It could be considered golf’s equivalent of “from the cradle to the grave.”
Officially known as “Long-Term Player Development 2.0,” this publication was released during Golf Canada’s annual meeting in February and its significance cannot be overemphasized. In fact, PGA of Canada Technical Director Glenn Cundari says this country is already seeing “the fruits of our labours” from the first iteration of the plan on both the amateur and professional fronts.
“We started working on the first version in 2006,” says Cundari, who, along with numerous other experts, was an integral part of producing not only the guide itself, but also the ancillary materials that support it. He says his informal analysis shows that the success of Canadian male and female golfers started to curve upward not long after. Anyone who has been paying attention over the past few years can’t disagree.
While the latest version includes numerous refinements, he says the underlying intent remains the same as it was nine years ago. “We must create a culture of doing the right thing at the right time. We have to think long-term and that is a challenge for parents, tours, media, everyone … even the players themselves. Everyone worries about ‘right now’.”
To that end, shortly after Golf Canada was designated as the National Sports Organization for the game by Sport Canada in 2005, a team of acknowledged experts from various fields was assembled. With Golf Canada and the PGA of Canada leading the golf effort, people like Dr. Stephen Norris, vice-president of WinSport Canada, and Dr. Istvan Balyi, a world-renowned sports scientist with Canadian Sport For Life, were brought onboard to provide their proven proficiency in lifelong athlete development.

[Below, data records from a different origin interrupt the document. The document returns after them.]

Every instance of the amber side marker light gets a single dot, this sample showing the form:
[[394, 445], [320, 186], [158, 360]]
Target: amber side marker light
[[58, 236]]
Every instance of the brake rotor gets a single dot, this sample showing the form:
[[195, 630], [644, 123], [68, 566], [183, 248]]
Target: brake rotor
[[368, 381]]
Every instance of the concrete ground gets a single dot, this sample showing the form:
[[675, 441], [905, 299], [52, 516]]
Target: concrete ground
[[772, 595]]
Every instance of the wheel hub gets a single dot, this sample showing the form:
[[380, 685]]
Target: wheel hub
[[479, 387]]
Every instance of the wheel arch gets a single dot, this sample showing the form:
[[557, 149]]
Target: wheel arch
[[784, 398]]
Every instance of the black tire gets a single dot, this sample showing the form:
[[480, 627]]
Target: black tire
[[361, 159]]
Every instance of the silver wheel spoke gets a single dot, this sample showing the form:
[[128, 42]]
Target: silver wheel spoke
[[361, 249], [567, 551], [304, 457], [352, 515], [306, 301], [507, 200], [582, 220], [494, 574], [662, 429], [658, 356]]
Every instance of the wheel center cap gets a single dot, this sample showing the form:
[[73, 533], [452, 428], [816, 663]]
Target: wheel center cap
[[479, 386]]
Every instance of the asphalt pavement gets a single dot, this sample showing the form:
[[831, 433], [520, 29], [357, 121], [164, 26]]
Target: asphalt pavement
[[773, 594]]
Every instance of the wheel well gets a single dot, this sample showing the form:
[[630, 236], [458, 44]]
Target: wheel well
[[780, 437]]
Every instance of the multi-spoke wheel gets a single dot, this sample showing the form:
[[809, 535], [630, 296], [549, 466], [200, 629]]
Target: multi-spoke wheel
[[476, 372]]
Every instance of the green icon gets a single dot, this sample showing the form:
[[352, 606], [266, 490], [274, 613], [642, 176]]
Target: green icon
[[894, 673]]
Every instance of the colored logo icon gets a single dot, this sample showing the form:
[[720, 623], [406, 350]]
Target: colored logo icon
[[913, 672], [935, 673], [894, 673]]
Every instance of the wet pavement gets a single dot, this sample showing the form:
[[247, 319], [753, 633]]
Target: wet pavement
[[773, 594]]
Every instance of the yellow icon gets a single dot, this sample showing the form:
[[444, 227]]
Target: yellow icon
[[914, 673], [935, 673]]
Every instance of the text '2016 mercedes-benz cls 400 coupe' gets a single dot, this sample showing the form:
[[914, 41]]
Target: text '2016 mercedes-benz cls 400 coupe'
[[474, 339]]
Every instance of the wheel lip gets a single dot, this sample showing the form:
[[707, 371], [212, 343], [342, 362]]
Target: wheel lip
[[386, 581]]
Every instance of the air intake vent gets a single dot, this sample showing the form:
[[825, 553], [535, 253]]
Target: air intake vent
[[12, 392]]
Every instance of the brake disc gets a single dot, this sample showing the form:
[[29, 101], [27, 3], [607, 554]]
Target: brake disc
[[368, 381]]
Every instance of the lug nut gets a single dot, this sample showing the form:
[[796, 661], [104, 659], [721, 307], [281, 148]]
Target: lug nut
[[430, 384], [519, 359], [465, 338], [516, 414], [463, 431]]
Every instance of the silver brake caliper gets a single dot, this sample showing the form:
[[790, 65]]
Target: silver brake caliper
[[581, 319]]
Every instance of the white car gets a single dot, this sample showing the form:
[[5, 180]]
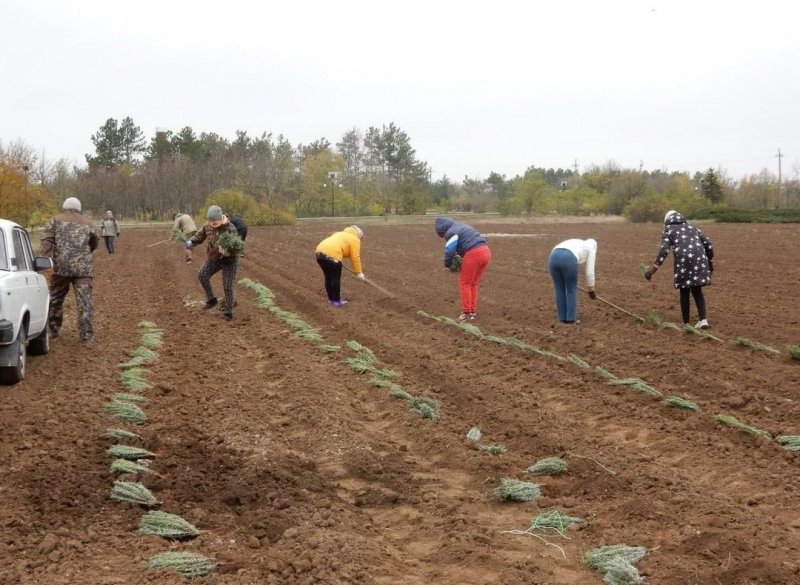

Balyi was on hand at the Golf Canada meetings to unveil the new Long-Term Player Development 2.0 Guide, along with Cundari and Golf Canada Chief Sport Officer Jeff Thompson. As one of the architects of the long-term athlete development (LTAD) model, Balyi has served as an advisor for 50 sports in seven countries and facilitated the use of LTAD for more than 20 countries. So while he may not know golf per se, he sure understands player development.
That process, he said in a 2013 article in Active For Life, “involves a somewhat complex array of sport science and best practices in coaching to optimize how we develop athletes in Canada. But it really has one simple purpose: to get our kids doing the right thing at the right times under the right conditions during their development.”
For evidence of his influence, you need look no further than how the Long-Term Player Development 2.0 Guide is organized. The 80-page spiral-bound booklet describes seven age-based “developmental stages of the competitive pathway” under the heading “Golf For Life”: Active Start, Fundamentals, Learn to Golf, Introduction to Competition, Learn to Compete, Train to Compete and Compete to Win. In tune with the “Golf For Life” theme, it starts at birth and theoretically continues to … well, you know.
This is not to say the Long-Term Player Development 2.0 Guide is the “be-all and end-all” when it comes to creating competitive golfers in Canada. It is, says Golf Canada’s Thompson, “the backbone, the blueprint, the framework from which to build programming. It is an ongoing process.”
Indeed, the Guide itself states that its purpose is to bring “a continued focus on working towards developing the potential of every golfer in Canada while simultaneously increasing participation in the sport.”
It also admits that these “lofty but attainable goals” will not be reached without buy-in by all stakeholders. That includes not only national organizations such as Golf Canada and the PGA of Canada, but club professionals, course owners, administrators and parents. “Synergies can result from positively harnessing the different roles and responsibilities of each stakeholder in order to both ensure and progress the future of golf in Canada.”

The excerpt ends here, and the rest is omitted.